A intervenire è Paolo Meo, direttore della Clinica del Viaggiatore Cesmet – Artemisia Lab di Roma. “L’Hantavirus è una malattia seria ma conosciuta da tempo dalla medicina tropicale. Il contagio avviene principalmente attraverso il contatto con roditori selvatici o ambienti contaminati, soprattutto nelle aree rurali del Sud America”, spiega Meo.
Secondo le prime ricostruzioni, molti passeggeri avrebbero visitato zone della Patagonia e delle Ande prima dell’imbarco. L’attenzione degli esperti si concentra ora sulla possibile presenza del ceppo andino, uno dei pochi associati a potenziali trasmissioni interumane.

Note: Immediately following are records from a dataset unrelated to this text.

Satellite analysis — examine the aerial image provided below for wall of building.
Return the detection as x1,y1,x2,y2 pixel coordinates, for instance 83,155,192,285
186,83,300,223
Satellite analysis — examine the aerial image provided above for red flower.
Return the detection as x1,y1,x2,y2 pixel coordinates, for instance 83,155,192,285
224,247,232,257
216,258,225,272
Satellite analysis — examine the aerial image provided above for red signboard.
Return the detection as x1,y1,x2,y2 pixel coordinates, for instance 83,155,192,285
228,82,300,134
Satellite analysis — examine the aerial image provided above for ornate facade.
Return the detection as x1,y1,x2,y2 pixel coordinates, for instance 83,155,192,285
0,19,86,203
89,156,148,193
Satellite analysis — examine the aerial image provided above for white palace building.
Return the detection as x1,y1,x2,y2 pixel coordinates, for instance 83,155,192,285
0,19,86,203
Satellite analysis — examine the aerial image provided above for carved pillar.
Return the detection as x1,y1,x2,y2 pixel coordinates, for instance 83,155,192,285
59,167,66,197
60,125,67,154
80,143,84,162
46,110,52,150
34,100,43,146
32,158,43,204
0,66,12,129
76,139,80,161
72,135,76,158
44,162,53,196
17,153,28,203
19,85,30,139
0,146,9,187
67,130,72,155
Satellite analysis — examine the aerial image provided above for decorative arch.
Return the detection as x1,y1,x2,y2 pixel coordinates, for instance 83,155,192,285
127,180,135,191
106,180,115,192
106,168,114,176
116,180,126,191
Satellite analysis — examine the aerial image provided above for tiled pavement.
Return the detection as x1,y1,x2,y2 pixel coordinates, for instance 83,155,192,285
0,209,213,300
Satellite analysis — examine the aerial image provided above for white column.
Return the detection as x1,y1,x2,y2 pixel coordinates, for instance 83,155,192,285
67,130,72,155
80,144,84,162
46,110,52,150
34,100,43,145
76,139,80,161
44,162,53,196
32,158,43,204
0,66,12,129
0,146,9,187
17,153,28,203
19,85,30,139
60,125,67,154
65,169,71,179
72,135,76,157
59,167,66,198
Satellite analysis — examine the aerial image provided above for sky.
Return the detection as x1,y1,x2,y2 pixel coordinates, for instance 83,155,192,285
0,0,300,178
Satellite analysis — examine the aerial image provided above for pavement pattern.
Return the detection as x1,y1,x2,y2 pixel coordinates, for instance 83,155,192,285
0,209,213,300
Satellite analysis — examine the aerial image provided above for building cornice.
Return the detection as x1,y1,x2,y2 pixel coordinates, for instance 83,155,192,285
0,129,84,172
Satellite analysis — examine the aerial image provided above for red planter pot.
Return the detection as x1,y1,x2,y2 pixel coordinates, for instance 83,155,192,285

L’OMS ha avviato un’indagine epidemiologica mentre la nave prosegue verso le Canarie, dove scatteranno i protocolli sanitari di sicurezza. “Serve prudenza, ma non allarmismo. La prevenzione e una corretta informazione sanitaria restano fondamentali, soprattutto per chi viaggia in aree endemiche”, conclude Meo.